Via Andrew Sullivan, for whom I'll grant a few cheers after previously dunning him for his attitude regarding trans issues, Kate Sheppard explains why ENDA has to include protections for gender identity in order to really have any effect on anyone.
But when it comes down to it, most of the discrimination directed at the LGBT community is based not on actual knowledge that someone’s sexual orientation is something other than heterosexual, or seeing direct evidence thereof, but on the suspicion that one might be. That suspicion comes from assumptions about how men and women should speak, interact with others, groom themselves, or dress—all of which falls solidly in the gender identity and expression realm. If gender identity is excluded from ENDA, the protections for gays, lesbians, and bisexuals aren’t actually guaranteed, as a detailed examination of the legislation conducted by Lambda Legal concluded. The original version of the bill defined "gender identity" as "gender-related identity, appearance, or mannerisms or other gender-related characteristics of an individual." Without that protection, employees can still be fired for not conforming to an employer’s ideas about how men or women should present themselves. For a lot of gay men and lesbians, that protection is key. To be effective, the bill needs to be about protecting everyone—women who don’t wear heels, men who do, anyone who doesn’t fit their gender stereotype, and those who actually identify with a gender other than their biological sex.

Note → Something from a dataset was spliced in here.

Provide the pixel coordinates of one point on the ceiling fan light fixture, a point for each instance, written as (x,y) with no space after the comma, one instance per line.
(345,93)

I confess to still being uncertain about employment nondiscrimination laws, not because I think discrimination is in any way a good thing (particularly as, in this case, I have a great deal to gain or lose from the inclusion of gender identity in the bill), but because it's easy for government to protect popular freedoms. But the real purpose of government, as far as I am concerned, is to protect less popular rights. See, for example, the right for Nazis to march in Skokie. Freedoms only really mean anything if people can do things that the majority prefers they did not.
On the other hand, the freedom to discriminate in employment doesn't strike me as a particularly fundamental right, slippery slope arguments aside. More importantly, I'm a practical woman, and this particular dam long since burst. As long as the government is going to protect people from employment discrimination, there is absolutely no reason why everyone shouldn't benefit from those protections, including those of us whose expression of gender identity doesn't fit neatly into the two boxes society provides.